Fanon
Dès que le printemps fut assuré, les villageois menèrent Fanon de bon matin à la sortie du village. Ils la mirent sur la route et lui souhaitèrent bonne chance en refermant la palissade.
Fanon, un baluchon au bout d’un bâton regarda le village, ses pieds, la route. Un papillon rouge et noir attira son attention vers la droite. Il survola la prairie et Fanon le suivit. Ils avancèrent de concert vers la lisière des arbres. Fanon le perdit de vue lorsqu’il entra dans la forêt. Un instant, la voix de sa grand-mère lui enjoignant de ne pas s’approcher de la Vieille Forêt l’arrêta.
Une brise parfumée de sous-bois lui caressa les narines. Humant avec plaisir, elle franchit l’ombre des bouleaux, gardiens blancs des lisières de forêts. Des pervenches l’attendaient. Elle posa son baluchon pour commencer un bouquet. Puis entendit un bruit d’eau et s’éloigna car elle avait finalement soif. Elle trouva la source du bruit cristallin, but un peu, s’adossa à un arbre et s’endormit.
Réveillée par une tâche de soleil qui jouait avec insistance sur son visage, elle se releva et avança au gré des insectes, oiseaux ou fleurs dont elle suivait le bruissement, la musique, la beauté. Elle s’enfonça profondément dans l’immense contrée des arbres : la Vieille Forêt. Un endroit que les villageois évitaient, allant chercher du bois loin à l’Est plutôt que juste à proximité de chez eux. Un lieu inhospitalier dans lequel Fanon errait sans aucune inquiétude.
L’après-midi était bien avancé et Fanon fatiguée quand elle s’aperçut que les alentours étaient silencieux. Elle entra dans une immense clairière : le soleil peinait à atteindre le sol à travers la sombre ramure défeuillée d’un hêtre immense. Cet arbre l’impressionna. Ces branches maitresses étaient plus épaisses que certains troncs au bord de la clairière. Etonnamment concentrée, elle s’approcha. Malgré le sol percé de racines noueuses, elle avança sans faux pas jusqu’à toucher l’écorce rugueuse. Elle fit lentement le tour du plus grand arbre qu’elle ait jamais vu. Lors du dernier tiers de cercle, elle toucha une blessure. Retirant sa main, elle vit une marque ancienne, rectiligne et profonde. Un bourrelet s’était formé autour tentant de refermer l’écorce. Un pas de plus et elle portait la main à la bouche : Ici, l’écorce était couverte de boursoufflures chaotiques. Ce hêtre immense avait eu une vie mouvementée. N’ayant rien mangé depuis le matin, ayant oublié son baluchon qui contenait de maigres provisions, Fanon choisit de rêver. Elle s’allongea contre une racine plus épaisse que sa cuisse et s’endormit.

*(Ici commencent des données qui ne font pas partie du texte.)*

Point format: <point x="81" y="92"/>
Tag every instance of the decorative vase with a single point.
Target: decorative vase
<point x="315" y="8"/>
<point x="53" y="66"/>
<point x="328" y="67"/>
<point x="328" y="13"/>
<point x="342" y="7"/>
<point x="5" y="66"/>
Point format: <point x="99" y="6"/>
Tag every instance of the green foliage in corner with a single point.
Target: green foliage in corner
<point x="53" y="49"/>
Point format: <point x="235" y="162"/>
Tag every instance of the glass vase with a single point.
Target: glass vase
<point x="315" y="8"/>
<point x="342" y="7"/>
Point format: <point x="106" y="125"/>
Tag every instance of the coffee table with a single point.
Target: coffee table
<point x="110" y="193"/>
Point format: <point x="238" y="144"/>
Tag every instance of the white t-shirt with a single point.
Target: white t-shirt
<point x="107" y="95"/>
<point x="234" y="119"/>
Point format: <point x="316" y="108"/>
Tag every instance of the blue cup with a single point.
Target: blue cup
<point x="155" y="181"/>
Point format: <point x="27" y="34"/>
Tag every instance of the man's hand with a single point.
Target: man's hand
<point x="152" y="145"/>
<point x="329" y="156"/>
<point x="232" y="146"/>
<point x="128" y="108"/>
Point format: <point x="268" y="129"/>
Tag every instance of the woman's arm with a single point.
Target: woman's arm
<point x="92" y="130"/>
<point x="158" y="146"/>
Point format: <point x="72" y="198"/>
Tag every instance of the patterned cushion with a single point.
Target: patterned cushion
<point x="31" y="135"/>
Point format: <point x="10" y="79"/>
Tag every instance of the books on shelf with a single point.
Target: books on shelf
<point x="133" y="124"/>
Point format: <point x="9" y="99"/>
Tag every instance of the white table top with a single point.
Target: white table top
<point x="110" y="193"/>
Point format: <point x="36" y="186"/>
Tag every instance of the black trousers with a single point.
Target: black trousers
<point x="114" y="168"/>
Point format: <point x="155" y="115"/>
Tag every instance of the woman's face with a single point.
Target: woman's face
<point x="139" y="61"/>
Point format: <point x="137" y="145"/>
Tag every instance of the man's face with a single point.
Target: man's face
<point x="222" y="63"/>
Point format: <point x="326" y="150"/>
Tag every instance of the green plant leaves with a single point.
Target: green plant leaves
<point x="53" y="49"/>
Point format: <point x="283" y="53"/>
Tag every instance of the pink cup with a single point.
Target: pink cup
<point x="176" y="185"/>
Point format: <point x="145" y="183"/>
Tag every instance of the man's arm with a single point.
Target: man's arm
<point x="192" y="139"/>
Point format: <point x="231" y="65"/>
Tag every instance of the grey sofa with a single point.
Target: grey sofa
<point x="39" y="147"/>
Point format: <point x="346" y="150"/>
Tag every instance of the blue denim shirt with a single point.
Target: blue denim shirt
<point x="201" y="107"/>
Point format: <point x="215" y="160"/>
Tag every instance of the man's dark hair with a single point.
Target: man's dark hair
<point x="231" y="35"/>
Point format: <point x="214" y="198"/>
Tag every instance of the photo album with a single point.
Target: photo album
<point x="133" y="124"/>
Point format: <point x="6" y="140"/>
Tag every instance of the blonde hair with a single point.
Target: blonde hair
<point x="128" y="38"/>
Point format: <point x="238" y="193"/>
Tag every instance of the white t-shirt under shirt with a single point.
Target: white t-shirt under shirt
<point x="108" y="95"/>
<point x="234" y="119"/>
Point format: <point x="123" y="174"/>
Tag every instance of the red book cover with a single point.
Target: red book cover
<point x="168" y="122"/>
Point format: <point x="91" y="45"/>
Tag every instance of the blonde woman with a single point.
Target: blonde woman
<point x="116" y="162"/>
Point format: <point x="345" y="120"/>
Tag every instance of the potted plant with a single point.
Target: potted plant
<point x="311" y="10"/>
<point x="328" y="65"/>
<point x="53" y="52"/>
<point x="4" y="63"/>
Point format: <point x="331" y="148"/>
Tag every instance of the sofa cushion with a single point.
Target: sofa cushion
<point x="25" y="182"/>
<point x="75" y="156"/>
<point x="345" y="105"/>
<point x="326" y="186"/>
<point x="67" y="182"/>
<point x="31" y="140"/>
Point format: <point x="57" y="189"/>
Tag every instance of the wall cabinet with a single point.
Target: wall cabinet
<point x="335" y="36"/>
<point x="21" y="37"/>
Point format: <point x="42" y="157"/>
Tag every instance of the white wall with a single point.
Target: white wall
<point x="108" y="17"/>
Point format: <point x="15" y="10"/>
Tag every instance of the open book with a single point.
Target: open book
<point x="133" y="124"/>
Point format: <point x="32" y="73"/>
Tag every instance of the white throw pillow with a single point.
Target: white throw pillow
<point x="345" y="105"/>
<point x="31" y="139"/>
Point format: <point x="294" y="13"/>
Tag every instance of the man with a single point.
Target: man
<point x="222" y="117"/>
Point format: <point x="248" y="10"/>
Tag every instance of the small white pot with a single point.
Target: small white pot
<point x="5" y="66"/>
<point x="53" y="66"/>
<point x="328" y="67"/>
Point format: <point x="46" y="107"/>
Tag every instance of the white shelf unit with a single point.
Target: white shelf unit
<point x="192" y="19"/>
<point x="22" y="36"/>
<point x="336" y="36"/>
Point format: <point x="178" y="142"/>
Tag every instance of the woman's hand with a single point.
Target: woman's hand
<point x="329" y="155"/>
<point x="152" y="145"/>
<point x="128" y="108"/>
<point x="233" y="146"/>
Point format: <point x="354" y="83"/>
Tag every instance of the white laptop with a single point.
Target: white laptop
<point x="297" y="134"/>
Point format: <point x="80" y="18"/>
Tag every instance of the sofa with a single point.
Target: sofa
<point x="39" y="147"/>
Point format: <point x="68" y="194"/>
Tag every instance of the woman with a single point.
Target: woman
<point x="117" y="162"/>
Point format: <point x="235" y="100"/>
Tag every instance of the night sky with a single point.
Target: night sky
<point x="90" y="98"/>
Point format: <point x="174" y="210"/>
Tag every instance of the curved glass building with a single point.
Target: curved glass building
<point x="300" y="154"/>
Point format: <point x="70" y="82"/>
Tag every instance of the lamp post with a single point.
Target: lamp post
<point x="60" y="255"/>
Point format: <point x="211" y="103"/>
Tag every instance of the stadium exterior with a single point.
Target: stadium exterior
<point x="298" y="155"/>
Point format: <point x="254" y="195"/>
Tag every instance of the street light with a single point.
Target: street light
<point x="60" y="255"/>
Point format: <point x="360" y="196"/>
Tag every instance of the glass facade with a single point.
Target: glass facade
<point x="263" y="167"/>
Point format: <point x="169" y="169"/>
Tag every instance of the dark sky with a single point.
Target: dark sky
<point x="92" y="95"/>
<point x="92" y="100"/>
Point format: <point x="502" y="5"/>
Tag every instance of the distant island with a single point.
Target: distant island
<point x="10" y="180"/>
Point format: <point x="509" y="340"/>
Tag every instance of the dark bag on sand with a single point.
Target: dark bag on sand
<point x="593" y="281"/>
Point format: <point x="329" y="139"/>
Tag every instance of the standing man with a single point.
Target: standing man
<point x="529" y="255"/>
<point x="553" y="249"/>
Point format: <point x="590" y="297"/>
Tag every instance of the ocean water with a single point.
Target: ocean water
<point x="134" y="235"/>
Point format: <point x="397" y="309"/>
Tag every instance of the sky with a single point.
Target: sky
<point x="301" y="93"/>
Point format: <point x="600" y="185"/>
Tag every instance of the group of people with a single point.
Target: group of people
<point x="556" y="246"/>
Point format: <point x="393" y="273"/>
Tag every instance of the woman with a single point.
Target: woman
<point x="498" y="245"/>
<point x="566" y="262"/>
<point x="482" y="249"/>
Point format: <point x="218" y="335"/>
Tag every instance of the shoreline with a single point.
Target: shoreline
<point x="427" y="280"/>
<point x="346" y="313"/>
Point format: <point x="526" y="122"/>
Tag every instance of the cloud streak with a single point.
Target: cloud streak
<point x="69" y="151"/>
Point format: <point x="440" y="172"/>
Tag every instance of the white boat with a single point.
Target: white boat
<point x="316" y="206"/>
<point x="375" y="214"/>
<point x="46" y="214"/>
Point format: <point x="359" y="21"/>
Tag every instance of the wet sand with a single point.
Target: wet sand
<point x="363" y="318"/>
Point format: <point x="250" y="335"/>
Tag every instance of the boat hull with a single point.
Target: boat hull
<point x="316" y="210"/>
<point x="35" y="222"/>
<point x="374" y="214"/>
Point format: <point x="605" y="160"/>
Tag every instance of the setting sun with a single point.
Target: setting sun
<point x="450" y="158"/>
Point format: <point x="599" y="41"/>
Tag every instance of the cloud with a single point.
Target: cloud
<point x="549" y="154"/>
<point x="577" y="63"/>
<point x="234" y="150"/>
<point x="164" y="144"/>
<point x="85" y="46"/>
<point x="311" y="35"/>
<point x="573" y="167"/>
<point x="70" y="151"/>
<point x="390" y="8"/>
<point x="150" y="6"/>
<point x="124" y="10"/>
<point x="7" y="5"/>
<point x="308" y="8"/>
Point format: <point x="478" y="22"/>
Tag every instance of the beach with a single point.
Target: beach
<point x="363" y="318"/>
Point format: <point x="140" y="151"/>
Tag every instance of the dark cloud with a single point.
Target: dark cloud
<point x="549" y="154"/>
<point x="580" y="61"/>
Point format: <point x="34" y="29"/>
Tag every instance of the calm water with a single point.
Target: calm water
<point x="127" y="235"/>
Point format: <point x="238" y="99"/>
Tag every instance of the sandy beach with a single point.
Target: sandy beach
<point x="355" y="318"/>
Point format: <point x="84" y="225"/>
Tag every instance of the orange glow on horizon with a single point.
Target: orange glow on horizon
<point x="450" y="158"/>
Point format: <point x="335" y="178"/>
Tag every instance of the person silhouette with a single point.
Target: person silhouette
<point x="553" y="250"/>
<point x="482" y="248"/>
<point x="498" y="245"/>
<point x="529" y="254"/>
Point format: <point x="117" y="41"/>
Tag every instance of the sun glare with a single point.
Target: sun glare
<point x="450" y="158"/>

L’Arnuir exultait : il prendrait sa vie en échange de ses souffrances. Puisant dans ses réserves, il déterra une longue racine serpentine et l’envoya s’enrouler autour de la frêle poitrine de l’odieuse bipède qui avait osé l’approcher et toucher ses meurtrissures comme s’il n’avait pas suffi que les siens les lui infligent.
Une trille musicale éveilla Fanon. Elle sentit que quelque chose enserrait sa poitrine et rendait difficile sa respiration. Habituée à se rendre toute petite, elle respira moins fort et resta à regarder les nuages à travers les branches noires. Ses yeux erraient de droite à gauche. S’attardant sur une forme particulière ‘oh un lapin’ puis sur le bout d’une branche en forme de tirebouchon ‘Oh c’est rigolo’, jamais son esprit ne s’attardait, virevoltant d’un détail à un autre.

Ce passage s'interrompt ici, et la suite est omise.